OLaPh: Optimal Language Phonemizer
This addresses phonemization accuracy for text-to-speech systems, particularly for out-of-vocabulary words, though it appears incremental as it builds on existing methods.
The paper tackles the problem of phonemization (converting text to phonemes) for text-to-speech, particularly for challenging cases like names and loanwords, by introducing OLaPh, a framework combining lexica, NLP techniques, and probabilistic scoring, which shows improved accuracy in German and English evaluations, with further gains from an LLM trained on its data.

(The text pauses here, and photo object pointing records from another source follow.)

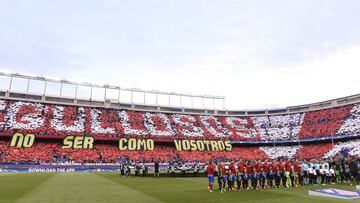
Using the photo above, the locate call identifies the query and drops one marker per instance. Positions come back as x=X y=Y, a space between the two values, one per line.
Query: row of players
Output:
x=255 y=175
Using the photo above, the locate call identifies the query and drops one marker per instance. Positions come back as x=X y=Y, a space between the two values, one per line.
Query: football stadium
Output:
x=234 y=101
x=109 y=151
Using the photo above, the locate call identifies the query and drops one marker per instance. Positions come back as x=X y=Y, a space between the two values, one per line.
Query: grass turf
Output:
x=110 y=187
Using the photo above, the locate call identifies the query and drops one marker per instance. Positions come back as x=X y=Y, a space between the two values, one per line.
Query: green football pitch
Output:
x=110 y=187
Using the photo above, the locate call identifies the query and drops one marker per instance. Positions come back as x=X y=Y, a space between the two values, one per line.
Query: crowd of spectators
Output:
x=56 y=120
x=47 y=152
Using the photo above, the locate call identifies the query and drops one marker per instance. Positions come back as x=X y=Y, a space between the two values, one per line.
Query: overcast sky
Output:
x=258 y=54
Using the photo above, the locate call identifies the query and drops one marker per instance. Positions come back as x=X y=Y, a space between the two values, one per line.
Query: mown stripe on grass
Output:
x=15 y=185
x=194 y=190
x=83 y=188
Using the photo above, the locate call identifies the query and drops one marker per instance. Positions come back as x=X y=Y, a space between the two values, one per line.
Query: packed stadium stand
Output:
x=304 y=135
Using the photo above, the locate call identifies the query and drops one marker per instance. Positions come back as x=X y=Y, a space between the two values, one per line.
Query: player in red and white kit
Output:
x=232 y=178
x=210 y=170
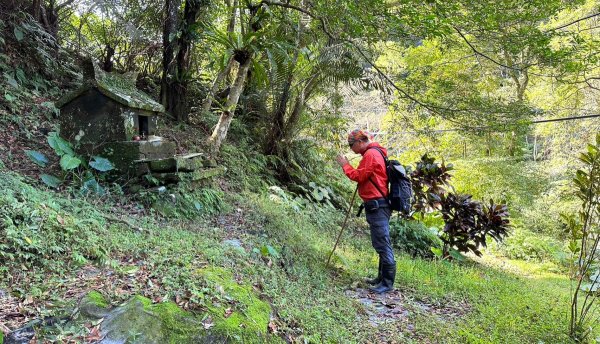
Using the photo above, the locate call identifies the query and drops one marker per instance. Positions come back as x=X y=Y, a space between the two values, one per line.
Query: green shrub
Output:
x=414 y=238
x=38 y=229
x=526 y=245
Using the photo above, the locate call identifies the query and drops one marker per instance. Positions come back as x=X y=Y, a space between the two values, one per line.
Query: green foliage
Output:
x=39 y=230
x=37 y=157
x=184 y=201
x=529 y=246
x=467 y=223
x=73 y=166
x=414 y=238
x=429 y=182
x=584 y=240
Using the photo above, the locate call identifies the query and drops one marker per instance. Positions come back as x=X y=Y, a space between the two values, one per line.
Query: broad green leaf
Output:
x=11 y=80
x=51 y=181
x=19 y=34
x=69 y=162
x=91 y=185
x=37 y=157
x=60 y=146
x=101 y=164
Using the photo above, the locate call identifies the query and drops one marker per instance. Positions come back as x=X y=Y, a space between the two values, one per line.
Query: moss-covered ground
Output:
x=257 y=271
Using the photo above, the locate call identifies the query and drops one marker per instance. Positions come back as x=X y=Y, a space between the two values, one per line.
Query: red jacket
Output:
x=371 y=166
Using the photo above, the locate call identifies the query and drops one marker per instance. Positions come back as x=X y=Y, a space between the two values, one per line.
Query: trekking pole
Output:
x=343 y=226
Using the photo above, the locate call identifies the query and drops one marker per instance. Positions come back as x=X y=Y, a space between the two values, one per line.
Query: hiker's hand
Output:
x=342 y=160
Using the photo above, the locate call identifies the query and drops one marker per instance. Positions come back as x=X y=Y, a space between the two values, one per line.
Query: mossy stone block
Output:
x=125 y=154
x=93 y=306
x=139 y=321
x=249 y=319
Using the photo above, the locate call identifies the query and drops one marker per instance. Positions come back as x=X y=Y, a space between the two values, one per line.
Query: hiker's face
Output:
x=358 y=146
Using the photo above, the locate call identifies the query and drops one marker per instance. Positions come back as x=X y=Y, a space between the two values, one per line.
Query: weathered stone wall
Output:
x=94 y=114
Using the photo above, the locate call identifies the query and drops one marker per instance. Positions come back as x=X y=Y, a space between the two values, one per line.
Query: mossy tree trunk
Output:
x=171 y=20
x=176 y=102
x=220 y=132
x=207 y=103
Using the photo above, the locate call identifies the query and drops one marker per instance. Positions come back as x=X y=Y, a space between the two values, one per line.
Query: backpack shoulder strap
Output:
x=382 y=155
x=385 y=161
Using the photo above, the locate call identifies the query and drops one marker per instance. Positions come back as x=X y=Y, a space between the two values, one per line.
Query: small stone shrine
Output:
x=108 y=116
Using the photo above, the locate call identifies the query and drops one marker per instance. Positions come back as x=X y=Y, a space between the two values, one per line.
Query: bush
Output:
x=414 y=238
x=38 y=229
x=526 y=245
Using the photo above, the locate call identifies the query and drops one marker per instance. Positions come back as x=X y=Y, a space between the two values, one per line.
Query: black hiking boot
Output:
x=376 y=280
x=387 y=280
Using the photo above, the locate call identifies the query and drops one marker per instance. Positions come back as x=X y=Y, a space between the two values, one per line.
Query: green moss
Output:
x=140 y=321
x=97 y=299
x=250 y=317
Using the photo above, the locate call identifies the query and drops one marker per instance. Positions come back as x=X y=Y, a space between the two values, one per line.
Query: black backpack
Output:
x=399 y=185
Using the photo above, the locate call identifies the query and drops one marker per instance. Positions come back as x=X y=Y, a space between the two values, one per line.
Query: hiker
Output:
x=372 y=188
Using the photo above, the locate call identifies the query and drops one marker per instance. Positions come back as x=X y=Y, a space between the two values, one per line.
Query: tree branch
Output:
x=573 y=22
x=476 y=51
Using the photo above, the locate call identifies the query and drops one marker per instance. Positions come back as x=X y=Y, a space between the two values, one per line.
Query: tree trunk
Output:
x=169 y=30
x=36 y=10
x=277 y=130
x=178 y=105
x=220 y=132
x=300 y=103
x=207 y=104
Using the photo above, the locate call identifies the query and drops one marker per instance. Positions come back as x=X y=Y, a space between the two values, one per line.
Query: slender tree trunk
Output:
x=178 y=106
x=169 y=43
x=277 y=129
x=36 y=10
x=220 y=132
x=206 y=105
x=299 y=105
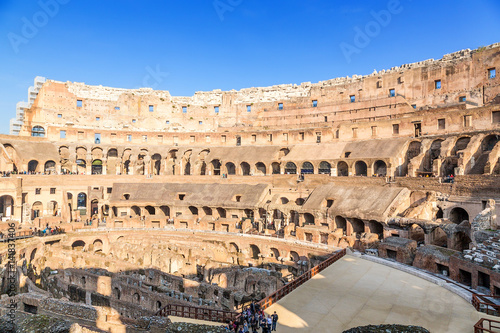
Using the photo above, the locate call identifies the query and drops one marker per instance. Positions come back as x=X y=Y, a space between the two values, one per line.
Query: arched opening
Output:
x=307 y=168
x=261 y=168
x=294 y=217
x=94 y=207
x=78 y=245
x=342 y=169
x=308 y=218
x=490 y=142
x=193 y=210
x=458 y=215
x=358 y=227
x=254 y=251
x=417 y=233
x=165 y=210
x=290 y=168
x=52 y=208
x=32 y=166
x=207 y=210
x=36 y=210
x=156 y=158
x=216 y=167
x=187 y=169
x=361 y=169
x=6 y=206
x=98 y=246
x=150 y=209
x=50 y=167
x=461 y=241
x=222 y=212
x=32 y=255
x=324 y=168
x=245 y=169
x=233 y=248
x=135 y=211
x=380 y=168
x=376 y=227
x=117 y=293
x=439 y=237
x=97 y=167
x=38 y=131
x=81 y=201
x=81 y=166
x=461 y=144
x=231 y=168
x=276 y=168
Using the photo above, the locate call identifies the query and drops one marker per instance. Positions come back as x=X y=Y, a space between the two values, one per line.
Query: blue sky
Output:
x=196 y=45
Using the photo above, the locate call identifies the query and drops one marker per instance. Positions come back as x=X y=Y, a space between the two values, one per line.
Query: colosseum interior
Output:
x=128 y=200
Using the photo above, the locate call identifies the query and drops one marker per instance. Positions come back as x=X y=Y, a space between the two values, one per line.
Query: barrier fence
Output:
x=487 y=326
x=221 y=316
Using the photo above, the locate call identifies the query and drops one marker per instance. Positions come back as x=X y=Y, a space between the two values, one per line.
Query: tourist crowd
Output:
x=252 y=319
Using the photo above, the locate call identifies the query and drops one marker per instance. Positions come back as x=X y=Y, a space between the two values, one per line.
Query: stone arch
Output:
x=290 y=168
x=6 y=206
x=308 y=218
x=458 y=215
x=32 y=166
x=245 y=168
x=358 y=226
x=376 y=227
x=254 y=251
x=36 y=210
x=380 y=168
x=216 y=167
x=324 y=168
x=81 y=201
x=97 y=167
x=261 y=168
x=460 y=241
x=360 y=168
x=49 y=167
x=38 y=131
x=221 y=212
x=307 y=168
x=151 y=210
x=274 y=252
x=439 y=237
x=342 y=169
x=135 y=211
x=294 y=256
x=233 y=247
x=417 y=233
x=156 y=161
x=207 y=210
x=165 y=210
x=230 y=168
x=276 y=168
x=98 y=245
x=78 y=245
x=193 y=210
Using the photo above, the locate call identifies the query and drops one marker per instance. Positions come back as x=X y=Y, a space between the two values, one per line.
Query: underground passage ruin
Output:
x=225 y=197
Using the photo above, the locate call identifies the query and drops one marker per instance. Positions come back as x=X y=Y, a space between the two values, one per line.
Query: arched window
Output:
x=38 y=131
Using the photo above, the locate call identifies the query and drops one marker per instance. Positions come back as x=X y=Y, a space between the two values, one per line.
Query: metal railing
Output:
x=280 y=293
x=483 y=304
x=485 y=325
x=197 y=313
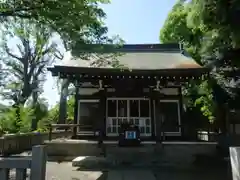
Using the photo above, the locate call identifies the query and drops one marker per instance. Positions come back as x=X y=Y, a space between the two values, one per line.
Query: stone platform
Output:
x=151 y=154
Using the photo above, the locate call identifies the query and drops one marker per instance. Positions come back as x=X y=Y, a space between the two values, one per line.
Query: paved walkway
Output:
x=130 y=175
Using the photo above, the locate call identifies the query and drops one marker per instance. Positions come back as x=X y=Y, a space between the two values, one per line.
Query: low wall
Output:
x=177 y=154
x=72 y=148
x=17 y=143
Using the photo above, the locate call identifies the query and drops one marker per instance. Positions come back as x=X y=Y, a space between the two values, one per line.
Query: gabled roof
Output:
x=136 y=57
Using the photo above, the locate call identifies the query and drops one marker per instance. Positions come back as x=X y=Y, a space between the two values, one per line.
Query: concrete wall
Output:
x=183 y=155
x=17 y=143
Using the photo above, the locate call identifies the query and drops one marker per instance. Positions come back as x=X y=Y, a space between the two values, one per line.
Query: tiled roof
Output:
x=152 y=57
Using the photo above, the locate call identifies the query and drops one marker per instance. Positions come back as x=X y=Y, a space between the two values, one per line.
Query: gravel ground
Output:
x=65 y=171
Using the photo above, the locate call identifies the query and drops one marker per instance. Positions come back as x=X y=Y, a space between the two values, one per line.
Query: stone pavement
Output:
x=130 y=175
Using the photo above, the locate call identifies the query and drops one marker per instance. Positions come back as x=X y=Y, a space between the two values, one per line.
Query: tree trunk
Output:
x=63 y=102
x=34 y=106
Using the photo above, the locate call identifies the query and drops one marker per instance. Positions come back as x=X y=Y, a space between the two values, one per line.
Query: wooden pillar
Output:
x=75 y=121
x=158 y=120
x=63 y=102
x=181 y=109
x=102 y=112
x=152 y=112
x=235 y=162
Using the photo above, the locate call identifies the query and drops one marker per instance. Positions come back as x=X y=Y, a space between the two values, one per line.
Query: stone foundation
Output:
x=174 y=154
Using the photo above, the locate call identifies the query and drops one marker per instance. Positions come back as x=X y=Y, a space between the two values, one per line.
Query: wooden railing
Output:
x=17 y=143
x=36 y=164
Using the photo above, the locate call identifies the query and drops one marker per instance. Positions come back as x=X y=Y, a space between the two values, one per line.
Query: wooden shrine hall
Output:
x=144 y=91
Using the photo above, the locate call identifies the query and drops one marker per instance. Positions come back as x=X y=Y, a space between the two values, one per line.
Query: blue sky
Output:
x=135 y=21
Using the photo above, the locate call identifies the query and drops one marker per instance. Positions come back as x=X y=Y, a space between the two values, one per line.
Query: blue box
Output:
x=130 y=135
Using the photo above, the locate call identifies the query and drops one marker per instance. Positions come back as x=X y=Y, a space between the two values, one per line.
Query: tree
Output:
x=27 y=49
x=211 y=23
x=75 y=20
x=176 y=29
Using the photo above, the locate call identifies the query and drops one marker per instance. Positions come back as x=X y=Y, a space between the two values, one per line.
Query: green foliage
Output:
x=25 y=59
x=177 y=28
x=77 y=21
x=208 y=29
x=8 y=120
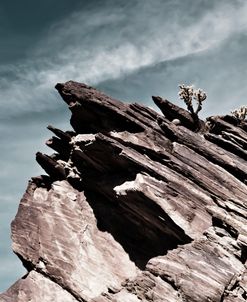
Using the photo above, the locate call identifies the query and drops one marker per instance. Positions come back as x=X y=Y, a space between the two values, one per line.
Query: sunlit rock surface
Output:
x=135 y=207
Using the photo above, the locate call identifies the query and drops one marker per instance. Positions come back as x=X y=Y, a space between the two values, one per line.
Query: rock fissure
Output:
x=136 y=206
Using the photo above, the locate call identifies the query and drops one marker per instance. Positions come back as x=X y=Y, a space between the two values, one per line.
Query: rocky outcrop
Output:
x=137 y=206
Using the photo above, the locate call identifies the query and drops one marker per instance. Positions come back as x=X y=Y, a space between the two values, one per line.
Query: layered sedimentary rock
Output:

Phonemization, the conversion of text into phonemes, is a key step in text-to-speech. Traditional approaches use rule-based transformations and lexicon lookups, while more advanced methods apply preprocessing techniques or neural networks for improved accuracy on out-of-domain vocabulary. However, all systems struggle with names, loanwords, abbreviations, and homographs. This work presents OLaPh (Optimal Language Phonemizer), a framework that combines large lexica, multiple NLP techniques, and compound resolution with a probabilistic scoring function. Evaluations in German and English show improved accuracy over previous approaches, including on a challenging dataset. To further address unresolved cases, we train a large language model on OLaPh-generated data, which achieves even stronger generalization and performance. Together, the framework and LLM improve phonemization consistency and provide a freely available resource for future research.